Homebuilders ETFs Don’t Seem to Be Reaping Rewards of Rate Cuts

May 08, 2008 at 2:00 pm by Tom Lydon      Bookmark and Share

Safe_housing Homebuilders stocks and exchange traded funds (ETFs) are going to need more than the total of 3.25% interest rate cuts if they are going to be helped.

That’s according to Nicholas Yulico for The Street. He says that one problem has to do with the 10-year Treasury note which has
not fallen as much as the short-term Fed-rate.

Right now the 10-Year
note is at 3.76%. Mortgage rates are tied to the 10-year Treasury note,
so homeowners have not seen much lower rates. The average 30-year
mortgage is at 6%, down from 6.38% back in September 2007.

SPDR S&P Homebuilders (XHB) has fallen 6.4% despite the three rate cuts, close to the S&P 500 at a 6.2% decline.

XHB and the iShares Dow Jones US Home Constuction (ITB) are down nearly 3% midday today.

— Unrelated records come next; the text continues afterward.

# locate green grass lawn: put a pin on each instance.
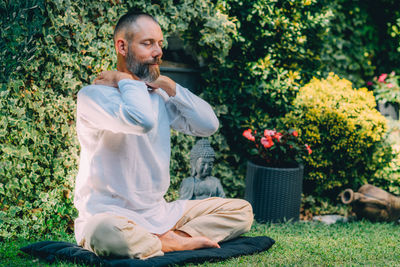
(354, 243)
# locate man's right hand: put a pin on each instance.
(111, 78)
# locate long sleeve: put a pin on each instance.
(190, 114)
(124, 110)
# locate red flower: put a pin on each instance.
(382, 78)
(269, 133)
(308, 149)
(248, 135)
(267, 142)
(278, 136)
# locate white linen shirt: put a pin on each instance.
(124, 135)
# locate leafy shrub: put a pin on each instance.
(362, 39)
(277, 49)
(345, 131)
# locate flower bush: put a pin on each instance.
(277, 149)
(346, 134)
(387, 87)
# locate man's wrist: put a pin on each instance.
(122, 76)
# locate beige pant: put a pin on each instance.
(219, 219)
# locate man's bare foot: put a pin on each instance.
(175, 241)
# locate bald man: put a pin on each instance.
(123, 125)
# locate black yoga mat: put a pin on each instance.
(55, 250)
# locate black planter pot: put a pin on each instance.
(274, 193)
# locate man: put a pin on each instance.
(123, 125)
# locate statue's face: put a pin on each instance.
(204, 167)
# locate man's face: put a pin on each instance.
(145, 50)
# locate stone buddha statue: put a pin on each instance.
(201, 184)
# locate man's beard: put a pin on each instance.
(142, 69)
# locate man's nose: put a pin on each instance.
(157, 51)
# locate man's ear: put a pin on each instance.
(121, 46)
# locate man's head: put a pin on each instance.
(138, 42)
(202, 159)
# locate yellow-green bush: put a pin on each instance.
(344, 130)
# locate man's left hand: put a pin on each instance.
(164, 82)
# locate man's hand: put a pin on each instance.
(111, 78)
(164, 82)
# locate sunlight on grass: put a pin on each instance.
(354, 243)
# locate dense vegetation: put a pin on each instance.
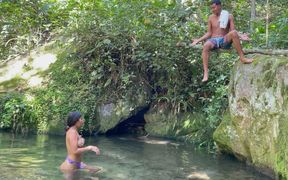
(107, 45)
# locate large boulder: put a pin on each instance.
(255, 128)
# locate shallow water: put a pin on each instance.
(38, 157)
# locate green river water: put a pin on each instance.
(38, 157)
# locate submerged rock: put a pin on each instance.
(255, 128)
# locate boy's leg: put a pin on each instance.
(233, 37)
(208, 46)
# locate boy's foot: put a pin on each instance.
(205, 78)
(95, 169)
(246, 60)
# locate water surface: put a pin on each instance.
(38, 157)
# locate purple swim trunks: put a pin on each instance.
(219, 42)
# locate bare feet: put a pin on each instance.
(246, 60)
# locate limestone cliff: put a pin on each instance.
(255, 128)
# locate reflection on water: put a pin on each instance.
(38, 157)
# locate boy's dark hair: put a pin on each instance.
(217, 2)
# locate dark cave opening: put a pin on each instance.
(134, 125)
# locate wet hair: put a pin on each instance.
(72, 119)
(217, 2)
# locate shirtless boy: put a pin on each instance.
(220, 37)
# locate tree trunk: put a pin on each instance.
(267, 22)
(253, 14)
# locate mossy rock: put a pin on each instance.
(256, 127)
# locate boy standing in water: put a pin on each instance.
(74, 145)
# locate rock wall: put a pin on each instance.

A number of homebuilder stocks are trading significantly lower, including Standard Pacific Corp (SPF), which is 5.1% of ITB. Hovnanian Enterprises Inc. (HOV) is also down, and it makes up 6% of XHB. Year-to-date, XHB is up 14.9%, while ITB is up 13.4%.

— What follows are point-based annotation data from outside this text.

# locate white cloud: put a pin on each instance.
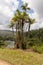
(37, 6)
(7, 9)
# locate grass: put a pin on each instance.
(20, 57)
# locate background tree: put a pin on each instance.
(20, 18)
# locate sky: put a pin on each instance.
(8, 8)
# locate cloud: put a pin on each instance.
(37, 6)
(7, 9)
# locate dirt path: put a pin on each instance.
(4, 63)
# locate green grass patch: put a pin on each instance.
(20, 57)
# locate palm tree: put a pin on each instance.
(12, 26)
(25, 8)
(20, 18)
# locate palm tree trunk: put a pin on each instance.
(29, 30)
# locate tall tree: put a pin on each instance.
(20, 18)
(12, 26)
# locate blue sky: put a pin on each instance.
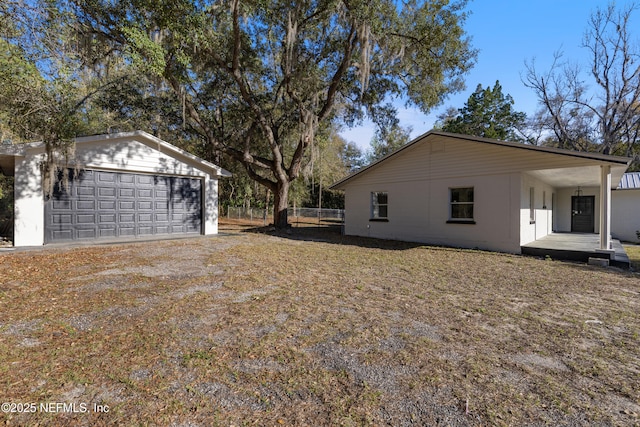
(507, 33)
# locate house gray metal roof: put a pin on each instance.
(630, 181)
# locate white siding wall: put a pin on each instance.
(418, 186)
(28, 228)
(133, 156)
(125, 154)
(625, 214)
(563, 216)
(210, 206)
(543, 210)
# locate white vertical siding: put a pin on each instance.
(114, 154)
(131, 155)
(210, 205)
(625, 214)
(28, 228)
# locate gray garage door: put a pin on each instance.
(106, 205)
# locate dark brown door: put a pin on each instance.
(582, 214)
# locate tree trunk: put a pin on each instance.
(280, 205)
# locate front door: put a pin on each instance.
(582, 214)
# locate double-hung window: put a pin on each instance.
(461, 205)
(379, 205)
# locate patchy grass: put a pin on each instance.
(315, 329)
(633, 251)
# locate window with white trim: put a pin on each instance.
(379, 205)
(461, 204)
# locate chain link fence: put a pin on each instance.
(296, 215)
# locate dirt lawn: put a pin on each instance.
(313, 328)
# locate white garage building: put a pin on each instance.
(124, 186)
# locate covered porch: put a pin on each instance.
(577, 247)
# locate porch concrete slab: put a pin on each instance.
(577, 247)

Ron Peltier, the CEO at Warren Buffett’s Homeservices of America real estate company, said today that the housing market has steadied and is ready to bounce back.

He put much of the blame on lenders who handed out mortgages that didn’t require documentation about assets or income, CNBC reports. He also noted that housing prices are still within 8% to 10% of their all-time highs and that as the market normalizes, stability will return.